Detecting Quantum Critical Points using Bipartite Fluctuations

TL;DR

This paper introduces bipartite fluctuations as an efficient and accurate method for detecting quantum phase transitions in strongly correlated systems, outperforming entanglement entropy especially in one dimension and applicable in higher dimensions.

Contribution

The study demonstrates bipartite fluctuations as a superior tool for identifying quantum critical points across various dimensions, with potential experimental applications.

Findings

Bipartite fluctuations outperform entanglement entropy in detecting quantum critical points.

F accurately locates quantum phase transitions without prior knowledge of universality class.

Method applicable to quantum spins and bosons, including higher-dimensional systems.

Abstract

We show that the concept of bipartite fluctuations F provides a very efficient tool to detect quantum phase transitions in strongly correlated systems.

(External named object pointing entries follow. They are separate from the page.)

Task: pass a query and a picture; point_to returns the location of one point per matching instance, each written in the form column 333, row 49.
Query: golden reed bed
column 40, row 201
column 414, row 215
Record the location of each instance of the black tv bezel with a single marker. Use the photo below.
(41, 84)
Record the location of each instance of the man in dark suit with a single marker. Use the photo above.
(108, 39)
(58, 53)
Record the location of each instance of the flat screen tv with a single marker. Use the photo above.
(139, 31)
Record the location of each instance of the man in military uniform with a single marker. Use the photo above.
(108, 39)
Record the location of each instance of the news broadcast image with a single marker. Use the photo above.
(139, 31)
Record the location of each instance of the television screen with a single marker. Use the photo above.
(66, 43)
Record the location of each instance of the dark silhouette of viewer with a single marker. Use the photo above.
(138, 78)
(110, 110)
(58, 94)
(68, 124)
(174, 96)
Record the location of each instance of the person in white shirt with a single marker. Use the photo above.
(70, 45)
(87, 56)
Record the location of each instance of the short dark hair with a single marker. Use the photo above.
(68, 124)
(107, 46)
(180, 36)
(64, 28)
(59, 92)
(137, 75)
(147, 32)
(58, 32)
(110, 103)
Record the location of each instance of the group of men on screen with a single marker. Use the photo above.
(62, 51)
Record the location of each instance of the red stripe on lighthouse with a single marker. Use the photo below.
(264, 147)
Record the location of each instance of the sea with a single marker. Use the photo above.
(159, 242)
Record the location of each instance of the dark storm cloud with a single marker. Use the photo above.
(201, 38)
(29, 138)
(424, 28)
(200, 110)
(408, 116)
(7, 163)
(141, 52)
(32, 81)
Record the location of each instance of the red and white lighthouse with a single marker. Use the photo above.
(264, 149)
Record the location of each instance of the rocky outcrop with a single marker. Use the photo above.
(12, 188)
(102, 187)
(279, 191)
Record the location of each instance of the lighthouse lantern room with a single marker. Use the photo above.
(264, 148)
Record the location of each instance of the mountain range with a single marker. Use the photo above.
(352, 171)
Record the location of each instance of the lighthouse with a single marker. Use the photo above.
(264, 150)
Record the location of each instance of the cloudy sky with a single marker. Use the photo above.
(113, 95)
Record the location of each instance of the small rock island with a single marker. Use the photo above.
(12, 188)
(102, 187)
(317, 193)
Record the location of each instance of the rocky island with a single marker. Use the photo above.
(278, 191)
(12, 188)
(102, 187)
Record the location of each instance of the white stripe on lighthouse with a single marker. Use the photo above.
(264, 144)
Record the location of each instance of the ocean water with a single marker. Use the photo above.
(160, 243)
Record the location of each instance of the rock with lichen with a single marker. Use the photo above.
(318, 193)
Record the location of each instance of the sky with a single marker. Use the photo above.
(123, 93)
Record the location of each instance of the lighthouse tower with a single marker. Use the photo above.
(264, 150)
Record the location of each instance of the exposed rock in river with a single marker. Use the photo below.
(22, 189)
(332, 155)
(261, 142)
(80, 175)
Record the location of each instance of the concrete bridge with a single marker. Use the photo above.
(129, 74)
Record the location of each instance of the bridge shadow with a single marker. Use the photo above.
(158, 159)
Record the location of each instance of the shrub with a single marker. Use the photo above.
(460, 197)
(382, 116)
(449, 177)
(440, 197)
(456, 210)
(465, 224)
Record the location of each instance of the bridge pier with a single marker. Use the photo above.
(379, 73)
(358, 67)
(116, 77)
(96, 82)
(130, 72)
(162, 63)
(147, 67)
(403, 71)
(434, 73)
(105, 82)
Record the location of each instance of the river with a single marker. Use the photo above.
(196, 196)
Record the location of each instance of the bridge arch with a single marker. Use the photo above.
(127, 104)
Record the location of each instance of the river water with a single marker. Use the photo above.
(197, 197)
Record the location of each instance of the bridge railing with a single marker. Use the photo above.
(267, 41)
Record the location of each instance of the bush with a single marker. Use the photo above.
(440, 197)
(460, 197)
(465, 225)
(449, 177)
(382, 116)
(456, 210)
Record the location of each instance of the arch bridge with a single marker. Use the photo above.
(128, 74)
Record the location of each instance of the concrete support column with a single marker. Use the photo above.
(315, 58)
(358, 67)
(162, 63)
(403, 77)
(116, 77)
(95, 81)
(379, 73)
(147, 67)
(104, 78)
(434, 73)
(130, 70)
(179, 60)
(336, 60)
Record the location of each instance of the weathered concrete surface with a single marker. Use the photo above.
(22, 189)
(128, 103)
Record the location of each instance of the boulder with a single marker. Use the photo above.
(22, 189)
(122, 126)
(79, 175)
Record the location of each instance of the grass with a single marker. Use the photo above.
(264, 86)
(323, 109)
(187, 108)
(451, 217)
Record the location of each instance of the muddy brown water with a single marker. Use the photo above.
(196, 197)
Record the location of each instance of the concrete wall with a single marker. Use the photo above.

Using state of the art numerical techniques complemented with analytical arguments, we investigate paradigmatic examples for both quantum spins and bosons. As compared to the von Neumann entanglement entropy, we observe that F allows to find quantum critical points with a much better accuracy in one dimension. We further demonstrate that F can be successfully applied to the detection of quantum criticality in higher dimensions with no prior knowledge of the universality class of the transition. Promising approaches to experimentally access fluctuations are discussed for quantum antiferromagnets and cold gases.